The Meme Machine
- Author: Susan Blackmore
- Subject: Memetics
- Publisher: Oxford University Press
- Publication date: 8 April 1999
- Media type: Print
- Pages: 288
- ISBN: 0-19-286212-X
- OCLC: 52855410

= The Meme Machine =

1999 science book by Susan Blackmore

The Meme Machine is a popular science book by Susan Blackmore on the subject of memes. Blackmore attempts to constitute memetics as a science by discussing its empirical and analytic potential, as well as some important problems with memetics. The first half of the book tries to create greater clarity about the definition of the meme as she sees it. The last half of the book consists of a number of possible memetic explanations for such different problems as the origin of language, the origin of the human brain, sexual phenomena, the Internet and the notion of the self. These explanations, in her view, give simpler and clearer explanations than trying to create genetic explanations in these fields.

The idea of memes, and the word itself, were originally speculated by Richard Dawkins in his book The Selfish Gene although similar, or analogous, concepts had been in currency for a while before its publishing. Richard Dawkins wrote a foreword to The Meme Machine.

In the book, Blackmore examines the difficulties associated with the meme including its definition and how to spot one as well as the difficulties which arise from seeing it as being like the gene. She sees the meme in terms of being a universal replicator, of which the gene is but an example, rather than being like the gene itself. Universal replicators possess three key characteristics: high fidelity replication, high levels of fecundity (and therefore many copies) and longevity. She believes that while memes have attained/evolved a sufficiently high level of these characteristics to qualify as replicators, they are not as effective replicators as genes, based on these key characteristics.

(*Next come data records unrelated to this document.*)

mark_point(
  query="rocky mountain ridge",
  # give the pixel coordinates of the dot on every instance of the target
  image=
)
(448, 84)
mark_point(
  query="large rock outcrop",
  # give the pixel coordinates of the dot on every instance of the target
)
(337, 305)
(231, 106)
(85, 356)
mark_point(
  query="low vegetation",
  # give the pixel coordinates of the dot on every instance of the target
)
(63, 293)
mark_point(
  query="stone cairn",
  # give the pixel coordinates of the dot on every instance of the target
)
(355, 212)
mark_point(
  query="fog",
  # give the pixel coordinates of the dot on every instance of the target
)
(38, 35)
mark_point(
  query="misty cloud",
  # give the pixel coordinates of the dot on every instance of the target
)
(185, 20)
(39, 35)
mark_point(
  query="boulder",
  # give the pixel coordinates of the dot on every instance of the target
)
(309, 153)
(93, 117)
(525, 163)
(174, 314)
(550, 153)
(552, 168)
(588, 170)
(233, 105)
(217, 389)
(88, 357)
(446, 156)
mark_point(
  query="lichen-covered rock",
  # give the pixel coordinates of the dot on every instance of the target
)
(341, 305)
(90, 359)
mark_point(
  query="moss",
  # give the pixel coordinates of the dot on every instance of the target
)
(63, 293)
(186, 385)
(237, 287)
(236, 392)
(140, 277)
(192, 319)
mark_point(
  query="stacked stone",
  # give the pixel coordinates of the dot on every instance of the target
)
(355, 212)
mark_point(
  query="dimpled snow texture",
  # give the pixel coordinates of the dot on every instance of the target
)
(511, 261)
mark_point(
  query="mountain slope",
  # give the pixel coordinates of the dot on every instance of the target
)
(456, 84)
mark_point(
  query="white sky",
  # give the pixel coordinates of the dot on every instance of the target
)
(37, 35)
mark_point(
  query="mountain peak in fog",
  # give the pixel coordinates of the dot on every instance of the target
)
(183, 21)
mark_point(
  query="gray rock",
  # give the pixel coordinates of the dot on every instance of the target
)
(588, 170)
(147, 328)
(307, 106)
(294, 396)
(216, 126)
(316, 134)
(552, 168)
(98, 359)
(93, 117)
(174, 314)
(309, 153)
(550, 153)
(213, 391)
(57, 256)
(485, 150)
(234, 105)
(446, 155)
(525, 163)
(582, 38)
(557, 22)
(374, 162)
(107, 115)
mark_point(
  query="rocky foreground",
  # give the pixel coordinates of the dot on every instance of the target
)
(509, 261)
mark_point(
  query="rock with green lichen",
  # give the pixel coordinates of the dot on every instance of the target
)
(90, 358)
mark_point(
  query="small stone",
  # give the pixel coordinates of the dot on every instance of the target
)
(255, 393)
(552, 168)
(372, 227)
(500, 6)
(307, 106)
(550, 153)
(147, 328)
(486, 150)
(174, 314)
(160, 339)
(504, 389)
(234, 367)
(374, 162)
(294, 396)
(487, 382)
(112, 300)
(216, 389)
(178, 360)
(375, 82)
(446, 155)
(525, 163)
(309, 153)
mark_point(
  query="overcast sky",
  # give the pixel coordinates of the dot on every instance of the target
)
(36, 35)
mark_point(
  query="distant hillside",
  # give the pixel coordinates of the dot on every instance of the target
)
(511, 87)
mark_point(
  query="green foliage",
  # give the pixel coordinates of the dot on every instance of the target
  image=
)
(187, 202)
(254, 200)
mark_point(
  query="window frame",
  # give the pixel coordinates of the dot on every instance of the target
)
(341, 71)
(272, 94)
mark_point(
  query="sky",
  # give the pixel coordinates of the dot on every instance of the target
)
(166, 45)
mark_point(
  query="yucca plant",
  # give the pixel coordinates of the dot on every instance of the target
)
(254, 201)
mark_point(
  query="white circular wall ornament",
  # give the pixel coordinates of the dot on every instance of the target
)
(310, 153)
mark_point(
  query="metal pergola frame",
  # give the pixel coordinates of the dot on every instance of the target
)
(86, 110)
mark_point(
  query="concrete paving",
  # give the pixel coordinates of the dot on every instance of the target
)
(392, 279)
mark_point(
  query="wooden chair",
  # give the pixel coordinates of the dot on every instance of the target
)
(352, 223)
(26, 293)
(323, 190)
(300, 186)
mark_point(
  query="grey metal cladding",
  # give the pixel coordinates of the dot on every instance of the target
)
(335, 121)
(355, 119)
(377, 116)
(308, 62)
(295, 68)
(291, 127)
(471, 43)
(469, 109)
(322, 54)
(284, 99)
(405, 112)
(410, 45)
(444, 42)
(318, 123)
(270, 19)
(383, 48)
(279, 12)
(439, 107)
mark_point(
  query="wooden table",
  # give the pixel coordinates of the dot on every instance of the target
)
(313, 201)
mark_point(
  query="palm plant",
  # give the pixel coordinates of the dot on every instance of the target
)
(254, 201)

While others have accepted the possible existence of memes, they are sometimes seen as subordinate to genes. The author suggests that this is not the case now and that memes are independent replicators. Indeed, she suggests that memes may now in some cases be driving genetic evolution and be the cause of the abnormally large brain in Homo sapiens. Blackmore notes that human brains began expanding in size at about the same time that we started using tools and suggests that once individuals began to imitate each other, selection pressure favored those who could make good choices on what to imitate, and could imitate intelligently.

==Terminology==
In the book, Blackmore tries to create a consistent vocabulary, since memetics has had a wide range of different terminologies and therefore, in Blackmore's opinion, many misleading concepts. Some of the terms that are central in her book include:
- Copy-the-product: e.g. make a copy of the soup. This is more prone to error since it requires an analytic capability of the soup itself and then a synthetic ability to combine the recognised elements. Any inserted errors will be passed on in the event of this copy of a soup being copied.
- Copy-the-instructions: e.g. make a copy of the soup recipe. This is less error prone since the important elements of the soup are already identified and the synthetic method explained. Any errors in using the recipe will not be passed on to future copiers since they will receive the recipe itself.
- Meme Fear: The idea that we are vessels for memes unacceptably undermines the popular understanding of free will and autonomy.
- Memeplex: Memes that are replicated together, such as religions and cultures.
- Memetic Theory of Altruism: She proposes that meme theory explains altruism better than genetics. That other things being equal, more people will observe altruistic behavior than selfish behavior, will like the altruistic person better than the selfish one, and will be more likely to adopt the behaviors of the altruistic person than the selfish one.

==Reception==
Writing for The New York Times, Robert Wright gave his insight regarding the book, commenting that "her enthusiasm for memes gets the better of her", leading to Blackmore disregarding aspects of evolutionary fitness and biology. He criticizes her for neglecting previous research in anthropology and biology, while praising her for giving good insights into modern life and culture.